What this doesn’t fix
Three honest caveats, because the pattern isn’t magic.
Garbage context in, garbage context out. If the context you save bakes in a wrong assumption (“our customers are mostly under 40,” when they’re actually mostly over 50), the AI will confidently work from that wrong assumption forever. The saved version of bad knowledge is worse than no knowledge, because it disappears into the background.
Context goes stale. Your business changes. Your customers change. Your saved context does not, unless you go back and update it.
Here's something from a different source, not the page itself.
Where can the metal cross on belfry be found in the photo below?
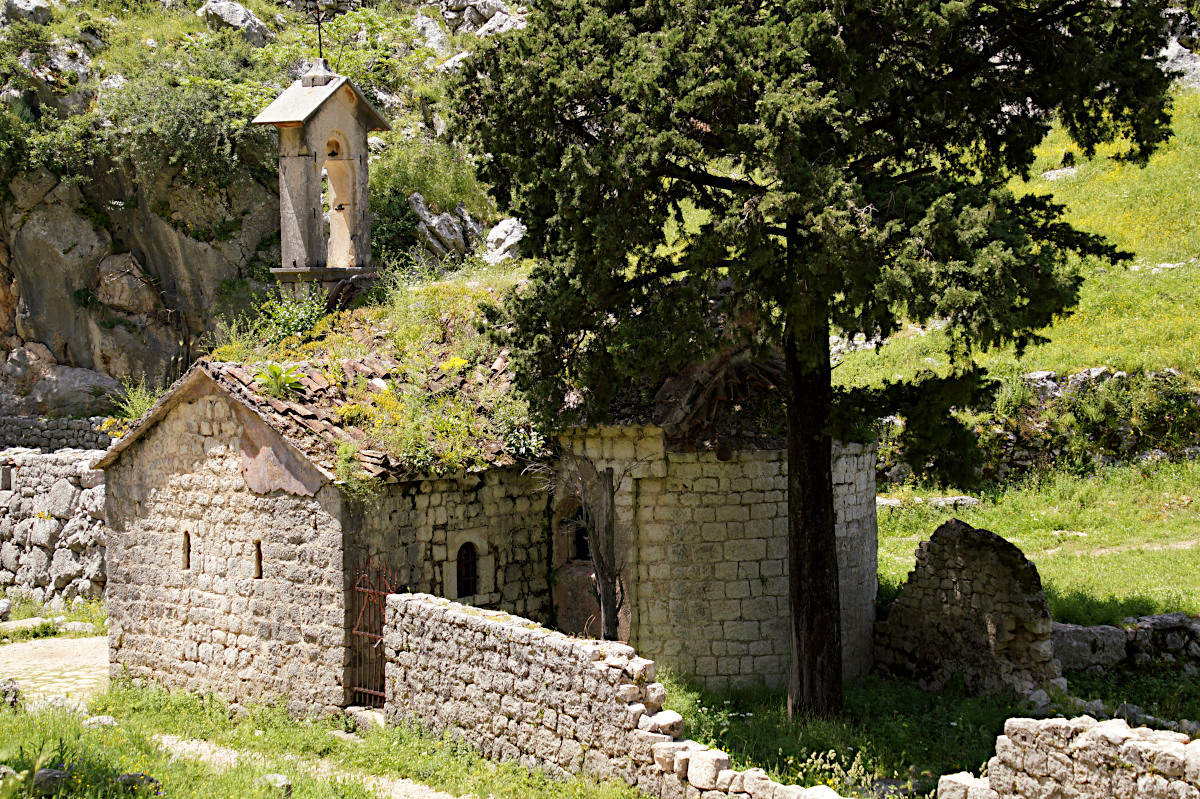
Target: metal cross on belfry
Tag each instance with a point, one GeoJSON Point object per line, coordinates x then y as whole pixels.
{"type": "Point", "coordinates": [321, 11]}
A Project you set up last March and haven’t touched is slowly drifting out of sync with the business you’re running today. Calendar a quarterly review, the same way you’d review any other reference document.
Your memory lives in their walls. Each platform stores your saved context differently and doesn’t make it portable. If you switch from Claude to ChatGPT, you don’t take your Projects with you. Keep the master copy of your context summary somewhere you own (a doc, a note, a markdown file) so you can rebuild it elsewhere if you need to.
What to do next
This week’s job is fifteen minutes long: open Claude Projects (or ChatGPT’s Custom GPTs), write some specific context into the instructions, and start your next real task inside that project instead of in a blank chat. Notice the difference. If you’re doing it right, you will not want to go back.
Continue to improve on the context you are injecting into your projects. Don’t just write it once, iterate and test the results.